On Wednesday, January 1, 2014 1:47:03 AM UTC-5, Shravan Vasishth wrote:

My Stan related question is: I want to have something simple like this for lkj_corr(2.0), lkj_corr(0.5), and lkj_corr(2.0). Does this make sense:

It is possible but a bit inefficient to use Stan for this. Attached is a .R file that randomly draws from the LKJ distribution (quickly).

When the shape parameter is not equal to 1, then the correlations do not all have the same marginal distribution, unless you do a symmetric permutation of the rows and columns of the correlation matrix. But a marginal correlation is a red herring anyway.

In my opinion, the thing to visualize is "effective independence" --- which is the determinant of the correlation matrix raised to the power of 1/K or equivalently the geometric mean of the eigenvalues --- as K and the shape parameter varies. So, something like

source("lkj.R")
stopifnot(require(parallel))

K <- 2:22
eta <- seq(from = 0, to = 5, length.out = 21)
eg <- expand.grid(K = K, eta = eta)

ei_lkj <- function(K, eta, SIMS = 1000) {
  mean(replicate(SIMS,
                 exp(2 * mean(log(diag(rcorvine(K, eta, cholesky = TRUE)))))) )
}

theta_lkj <- mcmapply(ei_lkj, K = eg$K, eta = eg$eta, mc.cores = detectCores())

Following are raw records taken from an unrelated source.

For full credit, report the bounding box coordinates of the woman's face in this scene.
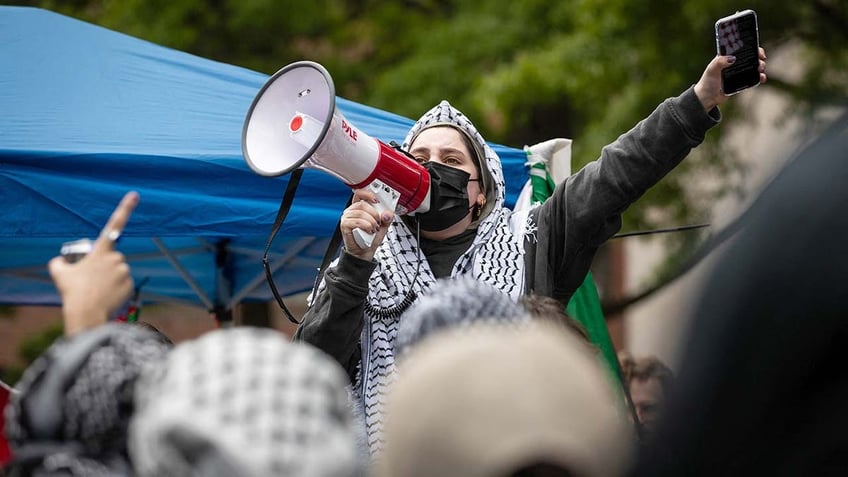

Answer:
[409,126,486,239]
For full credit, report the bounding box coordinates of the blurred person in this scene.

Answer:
[394,276,530,357]
[518,293,592,344]
[295,49,766,452]
[634,117,848,477]
[374,322,634,477]
[5,192,170,476]
[625,356,674,434]
[130,327,364,477]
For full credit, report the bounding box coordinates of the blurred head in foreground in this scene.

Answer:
[376,322,633,477]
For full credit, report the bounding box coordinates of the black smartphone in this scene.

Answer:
[715,10,760,96]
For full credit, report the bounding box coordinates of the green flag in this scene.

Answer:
[524,147,621,380]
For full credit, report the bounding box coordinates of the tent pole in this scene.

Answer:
[150,237,215,310]
[212,239,234,326]
[227,237,317,309]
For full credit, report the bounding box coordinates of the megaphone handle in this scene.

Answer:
[353,179,400,248]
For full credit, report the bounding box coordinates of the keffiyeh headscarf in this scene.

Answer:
[130,328,363,477]
[319,101,526,454]
[6,323,170,476]
[395,276,530,359]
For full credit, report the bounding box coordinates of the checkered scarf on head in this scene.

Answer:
[130,328,363,477]
[395,276,530,359]
[6,323,171,475]
[318,101,526,454]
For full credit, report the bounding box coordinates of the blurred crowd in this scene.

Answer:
[3,45,848,477]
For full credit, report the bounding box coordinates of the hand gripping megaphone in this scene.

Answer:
[242,61,430,248]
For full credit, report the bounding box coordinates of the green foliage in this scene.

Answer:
[13,0,848,294]
[0,322,64,384]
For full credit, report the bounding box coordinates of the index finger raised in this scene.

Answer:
[94,191,138,250]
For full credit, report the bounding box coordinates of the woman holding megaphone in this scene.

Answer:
[295,49,766,453]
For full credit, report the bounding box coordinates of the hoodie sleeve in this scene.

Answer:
[526,87,721,303]
[294,252,377,381]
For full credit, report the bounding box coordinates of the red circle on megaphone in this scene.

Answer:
[289,114,303,132]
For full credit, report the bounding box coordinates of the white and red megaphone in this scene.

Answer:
[241,61,430,247]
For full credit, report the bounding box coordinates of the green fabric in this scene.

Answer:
[530,158,621,380]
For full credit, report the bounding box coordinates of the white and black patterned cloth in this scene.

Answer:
[6,323,170,475]
[318,101,535,454]
[130,328,363,477]
[395,276,530,359]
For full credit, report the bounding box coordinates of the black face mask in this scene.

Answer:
[417,161,478,232]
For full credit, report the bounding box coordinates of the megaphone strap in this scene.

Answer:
[262,169,303,325]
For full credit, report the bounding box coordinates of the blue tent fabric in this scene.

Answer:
[0,6,526,309]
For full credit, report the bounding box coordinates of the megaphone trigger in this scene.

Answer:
[353,180,400,248]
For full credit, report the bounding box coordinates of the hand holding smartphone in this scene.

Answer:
[715,10,760,96]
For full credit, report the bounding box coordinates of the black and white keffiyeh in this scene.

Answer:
[130,328,363,477]
[318,101,532,454]
[6,323,170,475]
[395,275,530,360]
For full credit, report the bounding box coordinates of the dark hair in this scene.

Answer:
[627,356,674,392]
[518,294,591,343]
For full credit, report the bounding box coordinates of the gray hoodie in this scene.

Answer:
[295,87,720,452]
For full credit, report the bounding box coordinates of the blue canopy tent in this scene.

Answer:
[0,7,527,310]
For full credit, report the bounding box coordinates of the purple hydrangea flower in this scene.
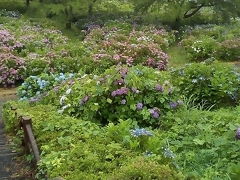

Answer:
[114,79,124,86]
[132,88,140,94]
[136,103,143,110]
[236,127,240,140]
[169,102,178,109]
[149,107,160,119]
[111,87,129,97]
[121,99,127,104]
[130,128,153,137]
[80,96,89,105]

par(mar = c(5,4,1,1) + .1)
image(K, eta, matrix(theta_lkj, length(K), length(eta)), las = 1)
contour(K, eta, matrix(theta_lkj, length(K), length(eta)), las = 1)

yields



If you do something similar for the Wishart or inverse Wishart distribution with identity scale matrix and use the cov2cor() function in R to obtain the implied covariance matrix, you can see how effective independence varies with K and the degrees of freedom. A lot of people use the inverse Wishart distribution with degrees of freedom equal to K + 1 in order to get marginally uniform correlations and end up with low effective independence values.

Ben